Sol went right from the bakery to the hospital to see Jake. He liked it there, now that Jake was in the recovery room. Rachel went in the morning and stayed most of the day, jolly, so relieved she couldn’t stop smiling. She’d made friends with the other mothers of the kids who shared the big room with Jake; an Italian woman whose daughter had two broken legs from falling under a pushcart, an Irish woman whose son was born with a club-foot that had been fixed.

“It’s better in here,” Rachel said to Sol, indicating the room, the parents, the children. “In the other one, we cried, we thought our kids were dying. In here, they’ll get better, so we’re happy.”

Rachel and Hank were with Jake. “Papa,” said Jake, “there’s flour in your hair.”

Rachel laughed and kissed Jake, pinched his cheek until he squawked, “Ma, stop!”

Hank had a piece of paper and a pencil. He drew a picture of Jake’s back with its giant scar and showed it to him. “Can I have it?” said Jake and Hank nodded.

Rachel looked at Sol. “Solly,” she said, “something wonderful.”

“We could use it,” he said.

She nodded, but he could see the tears streaming down. “What’s wonderful that makes you cry?” he said. “Jake?”

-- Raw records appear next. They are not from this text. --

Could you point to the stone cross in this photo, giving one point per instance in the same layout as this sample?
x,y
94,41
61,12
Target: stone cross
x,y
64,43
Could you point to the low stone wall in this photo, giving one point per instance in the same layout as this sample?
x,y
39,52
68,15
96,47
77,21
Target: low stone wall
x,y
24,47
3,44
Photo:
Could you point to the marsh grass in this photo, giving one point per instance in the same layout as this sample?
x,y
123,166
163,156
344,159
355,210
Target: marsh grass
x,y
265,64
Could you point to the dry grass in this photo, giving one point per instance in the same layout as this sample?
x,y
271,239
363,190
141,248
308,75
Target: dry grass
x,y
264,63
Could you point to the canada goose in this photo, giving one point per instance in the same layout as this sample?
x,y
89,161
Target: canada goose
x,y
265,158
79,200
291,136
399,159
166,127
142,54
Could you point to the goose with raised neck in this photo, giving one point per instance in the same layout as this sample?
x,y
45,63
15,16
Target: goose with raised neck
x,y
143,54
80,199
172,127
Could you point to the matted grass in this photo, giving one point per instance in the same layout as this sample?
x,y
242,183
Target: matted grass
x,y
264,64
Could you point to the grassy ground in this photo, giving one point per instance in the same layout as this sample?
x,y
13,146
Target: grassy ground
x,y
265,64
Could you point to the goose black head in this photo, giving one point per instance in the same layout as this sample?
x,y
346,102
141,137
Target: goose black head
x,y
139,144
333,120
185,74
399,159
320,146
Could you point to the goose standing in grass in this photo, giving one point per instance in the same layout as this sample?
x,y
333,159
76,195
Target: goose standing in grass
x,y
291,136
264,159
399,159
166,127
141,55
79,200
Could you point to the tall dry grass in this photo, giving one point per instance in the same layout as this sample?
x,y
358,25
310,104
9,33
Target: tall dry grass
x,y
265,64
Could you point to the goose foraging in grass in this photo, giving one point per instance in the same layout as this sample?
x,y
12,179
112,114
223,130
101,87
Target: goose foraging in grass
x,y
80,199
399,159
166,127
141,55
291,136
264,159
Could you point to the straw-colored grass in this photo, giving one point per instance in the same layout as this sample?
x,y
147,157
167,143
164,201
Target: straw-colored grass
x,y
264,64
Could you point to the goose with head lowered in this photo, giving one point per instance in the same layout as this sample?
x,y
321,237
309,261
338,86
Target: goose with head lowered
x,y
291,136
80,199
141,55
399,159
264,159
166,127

“No, not Jake,” she said. “Bella. Mr. Brachman called a cousin in California, a big macher in the moving pictures. He asked if he might have some work for a young girl and the cousin said yes, they had a need for a girl who could speak Yiddish and English, so Bella could do it. So the man said that because he was his cousin and because he needed the girl anyway, he’d send the money for the train. She wants to go. You should see her, she’s so happy.” Rachel’s eyes welled. “My baby. Will we ever see her again?”

Sol stared at Rachel. When had this happened? Why did things happen in his family and he wasn’t a part of it? “Alone,” he said fiercely, “you’d let her go alone all the way across the country?”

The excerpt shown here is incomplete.